Anti-racism counter-protest march in Charlottesville (Source: Reuters)

Why does racism still exist?

Racism has no productive place in modern society: it is useless and completely barbaric. However, the concept of believing that one's skin color is superior to another is still very much alive. Racism is an acquired trait — no person is born with the notion that they are somehow superior simply due to the color of their skin. In order to be a racist, one must first be taught how to hate, since racism stems from hatred, an acquired emotion. Therefore, if a person is unfortunate enough to be taught hate and racism, then they will probably be unfortunate enough to begin to believe that racism is socially acceptable. Not all teachings of this nasty practice are intentional — The New York Times quoted Jennifer Richeson, a social psychologist at Yale University, on her belief that racism stems from “the environment, the air all around us.” Richeson believes that people are taught to hate based on their social surroundings. In other words, people tend to follow the general flow of society, and racism has existed in American society since colonization.

Fear of 'the Other'

Most modern racism is developed from a sense of fear — fear of the loss of normality or control or supposed order in a given society. American racism, in particular, derives from a similar fear, and this fear has been inherently passed down through generations and into the present day. When African inhabitants were first stripped from their homes and brought to America, an incorrect notion that dark-skinned people were somehow "inferior" to light-skinned people was immediately instilled into society. Why? Simply because light-skinned people were afraid of people coming into their society — rather, being forced into their society — and then dominating the society of which they never asked to be a part.

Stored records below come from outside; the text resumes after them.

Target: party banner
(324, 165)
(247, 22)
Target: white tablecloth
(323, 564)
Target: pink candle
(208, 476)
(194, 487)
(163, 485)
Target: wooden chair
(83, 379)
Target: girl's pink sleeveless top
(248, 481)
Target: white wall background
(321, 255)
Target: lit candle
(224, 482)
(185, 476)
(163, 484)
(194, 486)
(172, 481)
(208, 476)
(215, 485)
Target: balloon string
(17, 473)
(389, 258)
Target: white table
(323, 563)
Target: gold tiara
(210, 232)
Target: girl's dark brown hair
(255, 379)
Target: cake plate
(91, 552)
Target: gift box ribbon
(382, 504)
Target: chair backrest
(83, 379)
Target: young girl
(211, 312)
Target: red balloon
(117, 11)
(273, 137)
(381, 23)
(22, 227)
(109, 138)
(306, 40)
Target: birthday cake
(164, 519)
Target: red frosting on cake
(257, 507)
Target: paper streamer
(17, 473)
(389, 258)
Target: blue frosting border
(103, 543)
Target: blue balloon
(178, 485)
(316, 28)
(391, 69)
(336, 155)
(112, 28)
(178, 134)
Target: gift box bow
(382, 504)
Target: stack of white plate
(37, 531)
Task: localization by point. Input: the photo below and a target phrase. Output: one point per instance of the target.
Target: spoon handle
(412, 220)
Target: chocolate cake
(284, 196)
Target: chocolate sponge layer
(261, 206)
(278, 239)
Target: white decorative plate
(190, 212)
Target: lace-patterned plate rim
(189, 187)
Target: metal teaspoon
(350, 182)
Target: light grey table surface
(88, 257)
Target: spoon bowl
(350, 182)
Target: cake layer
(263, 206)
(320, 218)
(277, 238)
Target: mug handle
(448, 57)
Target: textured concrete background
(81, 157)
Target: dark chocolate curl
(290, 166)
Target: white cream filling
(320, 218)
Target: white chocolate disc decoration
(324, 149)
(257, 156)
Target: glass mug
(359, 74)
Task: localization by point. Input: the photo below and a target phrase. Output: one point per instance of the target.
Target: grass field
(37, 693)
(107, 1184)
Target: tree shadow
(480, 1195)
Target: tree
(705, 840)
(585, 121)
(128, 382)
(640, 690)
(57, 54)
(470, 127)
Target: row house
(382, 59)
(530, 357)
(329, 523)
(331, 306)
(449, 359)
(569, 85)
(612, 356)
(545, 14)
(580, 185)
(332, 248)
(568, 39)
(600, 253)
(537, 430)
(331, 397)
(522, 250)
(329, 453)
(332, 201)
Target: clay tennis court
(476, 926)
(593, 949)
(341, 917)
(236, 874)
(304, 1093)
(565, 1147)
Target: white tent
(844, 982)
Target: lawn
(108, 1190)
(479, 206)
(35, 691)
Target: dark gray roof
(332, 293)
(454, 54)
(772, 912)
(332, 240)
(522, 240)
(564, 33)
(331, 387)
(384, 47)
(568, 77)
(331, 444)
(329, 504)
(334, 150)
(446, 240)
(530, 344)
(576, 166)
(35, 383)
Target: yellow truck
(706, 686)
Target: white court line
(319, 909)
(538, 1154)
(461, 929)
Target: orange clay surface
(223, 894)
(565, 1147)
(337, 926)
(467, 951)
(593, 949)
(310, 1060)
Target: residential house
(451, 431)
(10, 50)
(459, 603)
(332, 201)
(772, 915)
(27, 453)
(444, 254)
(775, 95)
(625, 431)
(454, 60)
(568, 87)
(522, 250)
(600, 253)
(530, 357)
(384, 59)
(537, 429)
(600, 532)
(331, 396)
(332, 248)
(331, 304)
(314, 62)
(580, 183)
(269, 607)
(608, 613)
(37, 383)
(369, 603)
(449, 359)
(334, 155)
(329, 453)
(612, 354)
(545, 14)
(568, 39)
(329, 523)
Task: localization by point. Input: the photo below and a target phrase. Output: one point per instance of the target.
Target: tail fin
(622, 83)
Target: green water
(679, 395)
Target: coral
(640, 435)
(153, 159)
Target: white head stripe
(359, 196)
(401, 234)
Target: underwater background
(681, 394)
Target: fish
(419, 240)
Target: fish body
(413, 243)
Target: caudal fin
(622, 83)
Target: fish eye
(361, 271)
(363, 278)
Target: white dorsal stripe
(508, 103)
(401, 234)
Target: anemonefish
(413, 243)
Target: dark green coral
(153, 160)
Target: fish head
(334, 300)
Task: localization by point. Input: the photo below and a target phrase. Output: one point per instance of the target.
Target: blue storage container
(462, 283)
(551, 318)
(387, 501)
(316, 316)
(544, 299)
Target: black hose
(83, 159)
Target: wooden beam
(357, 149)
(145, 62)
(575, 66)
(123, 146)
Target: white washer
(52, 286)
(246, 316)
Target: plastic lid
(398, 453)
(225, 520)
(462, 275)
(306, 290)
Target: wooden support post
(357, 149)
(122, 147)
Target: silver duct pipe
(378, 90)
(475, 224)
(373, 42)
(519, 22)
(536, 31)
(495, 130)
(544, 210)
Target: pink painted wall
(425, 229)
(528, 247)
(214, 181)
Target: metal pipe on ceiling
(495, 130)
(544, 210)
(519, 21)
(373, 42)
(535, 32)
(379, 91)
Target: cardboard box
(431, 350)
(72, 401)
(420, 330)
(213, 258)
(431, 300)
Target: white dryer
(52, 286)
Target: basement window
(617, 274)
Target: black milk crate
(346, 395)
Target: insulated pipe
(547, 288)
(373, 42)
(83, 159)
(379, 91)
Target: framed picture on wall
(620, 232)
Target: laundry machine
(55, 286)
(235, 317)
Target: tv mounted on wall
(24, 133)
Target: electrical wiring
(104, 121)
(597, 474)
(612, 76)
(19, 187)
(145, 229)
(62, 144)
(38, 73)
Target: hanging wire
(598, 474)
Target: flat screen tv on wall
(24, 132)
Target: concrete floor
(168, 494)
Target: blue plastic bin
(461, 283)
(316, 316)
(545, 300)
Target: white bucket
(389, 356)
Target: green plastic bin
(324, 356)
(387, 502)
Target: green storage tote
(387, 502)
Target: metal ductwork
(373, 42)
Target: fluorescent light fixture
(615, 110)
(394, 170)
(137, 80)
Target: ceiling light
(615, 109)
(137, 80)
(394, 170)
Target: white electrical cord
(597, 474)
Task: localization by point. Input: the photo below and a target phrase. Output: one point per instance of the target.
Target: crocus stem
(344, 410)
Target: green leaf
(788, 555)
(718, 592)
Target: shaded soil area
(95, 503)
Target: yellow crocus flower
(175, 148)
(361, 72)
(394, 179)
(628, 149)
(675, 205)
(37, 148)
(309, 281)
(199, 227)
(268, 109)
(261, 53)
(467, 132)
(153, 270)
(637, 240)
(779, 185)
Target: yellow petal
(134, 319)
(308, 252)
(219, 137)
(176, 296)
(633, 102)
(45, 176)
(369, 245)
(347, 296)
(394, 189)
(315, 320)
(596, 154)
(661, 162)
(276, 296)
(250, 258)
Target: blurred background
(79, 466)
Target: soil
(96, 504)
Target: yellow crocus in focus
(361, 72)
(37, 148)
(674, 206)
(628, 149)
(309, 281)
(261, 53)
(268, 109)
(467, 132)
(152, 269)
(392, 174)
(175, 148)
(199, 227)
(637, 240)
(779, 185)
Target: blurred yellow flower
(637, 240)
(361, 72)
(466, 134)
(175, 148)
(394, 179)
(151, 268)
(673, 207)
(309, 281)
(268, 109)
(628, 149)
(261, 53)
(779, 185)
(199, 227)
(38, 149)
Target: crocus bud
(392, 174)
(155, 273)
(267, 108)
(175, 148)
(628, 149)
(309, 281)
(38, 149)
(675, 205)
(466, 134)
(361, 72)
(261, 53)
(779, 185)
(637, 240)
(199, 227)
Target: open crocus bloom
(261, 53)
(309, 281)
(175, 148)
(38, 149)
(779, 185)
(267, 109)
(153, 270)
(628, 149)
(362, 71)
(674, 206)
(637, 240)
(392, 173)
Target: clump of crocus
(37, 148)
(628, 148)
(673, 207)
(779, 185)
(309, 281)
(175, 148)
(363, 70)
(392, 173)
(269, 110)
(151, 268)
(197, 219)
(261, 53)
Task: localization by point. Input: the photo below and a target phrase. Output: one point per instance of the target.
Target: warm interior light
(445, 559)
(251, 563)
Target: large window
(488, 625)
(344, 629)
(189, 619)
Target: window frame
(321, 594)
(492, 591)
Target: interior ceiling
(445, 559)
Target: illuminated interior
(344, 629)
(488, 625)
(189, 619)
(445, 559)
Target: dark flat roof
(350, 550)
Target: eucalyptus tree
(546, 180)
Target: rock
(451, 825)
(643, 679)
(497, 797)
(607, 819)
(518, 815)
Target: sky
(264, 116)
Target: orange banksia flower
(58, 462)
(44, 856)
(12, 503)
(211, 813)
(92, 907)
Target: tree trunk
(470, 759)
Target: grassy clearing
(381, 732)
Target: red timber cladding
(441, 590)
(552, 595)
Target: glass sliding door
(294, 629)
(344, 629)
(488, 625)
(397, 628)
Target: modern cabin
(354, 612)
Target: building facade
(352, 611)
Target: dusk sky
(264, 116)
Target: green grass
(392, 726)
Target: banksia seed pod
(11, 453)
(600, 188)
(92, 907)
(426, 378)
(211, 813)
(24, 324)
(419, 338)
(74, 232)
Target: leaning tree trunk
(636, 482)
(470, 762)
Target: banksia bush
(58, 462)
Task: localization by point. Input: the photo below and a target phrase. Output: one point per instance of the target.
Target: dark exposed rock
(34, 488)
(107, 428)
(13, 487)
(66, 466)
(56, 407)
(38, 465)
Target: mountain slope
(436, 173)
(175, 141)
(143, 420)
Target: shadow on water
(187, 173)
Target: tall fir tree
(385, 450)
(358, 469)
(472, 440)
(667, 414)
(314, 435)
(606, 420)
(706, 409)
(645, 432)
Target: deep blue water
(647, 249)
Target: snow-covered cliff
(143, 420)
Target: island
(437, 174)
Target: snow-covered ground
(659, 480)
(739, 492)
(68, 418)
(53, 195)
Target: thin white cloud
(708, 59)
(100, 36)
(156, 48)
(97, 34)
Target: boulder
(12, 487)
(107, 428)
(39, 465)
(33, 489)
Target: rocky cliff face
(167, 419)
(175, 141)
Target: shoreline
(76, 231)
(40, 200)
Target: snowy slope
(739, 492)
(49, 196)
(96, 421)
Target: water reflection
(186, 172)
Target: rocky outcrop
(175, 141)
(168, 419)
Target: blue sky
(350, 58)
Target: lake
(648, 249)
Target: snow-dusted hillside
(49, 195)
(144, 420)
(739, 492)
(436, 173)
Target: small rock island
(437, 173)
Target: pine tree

It is human nature to be competitive in one’s desired area of expertise, and to want to be at least better than the next guy that comes along in all areas of life. No one wants to come last; therefore, people will go to extreme lengths to ensure that they are never outdone, and that they are always marginally better than the other guy. In the case of American racism, the extreme lengths were slavery, segregation, and the Civil War, and that "guy" was anyone in society who could be easily torn down, manipulated or taken advantage of. Generally, that "guy" would turn out to be someone of color, or of an origin other than Western European because it was easiest for the original intruders of America (I will not call them the original settlers because let’s not forget about the Native Americans who were also heavily oppressed by white people in America) to pick people of color out as being different, and this difference is frightening to people who are afraid of being beaten.

The Odyssey and Major League Baseball

Xenophobia and bias have always been extremely prevalent and visible. On Odysseus’ major journey home, he becomes stranded on the island of the Phoenicians and must be cloaked in some godly mist so that the people of the island will be friendly and welcoming. Without this magical mist, Odysseus was just someone who looked different: someone whom the locals had no interest in helping.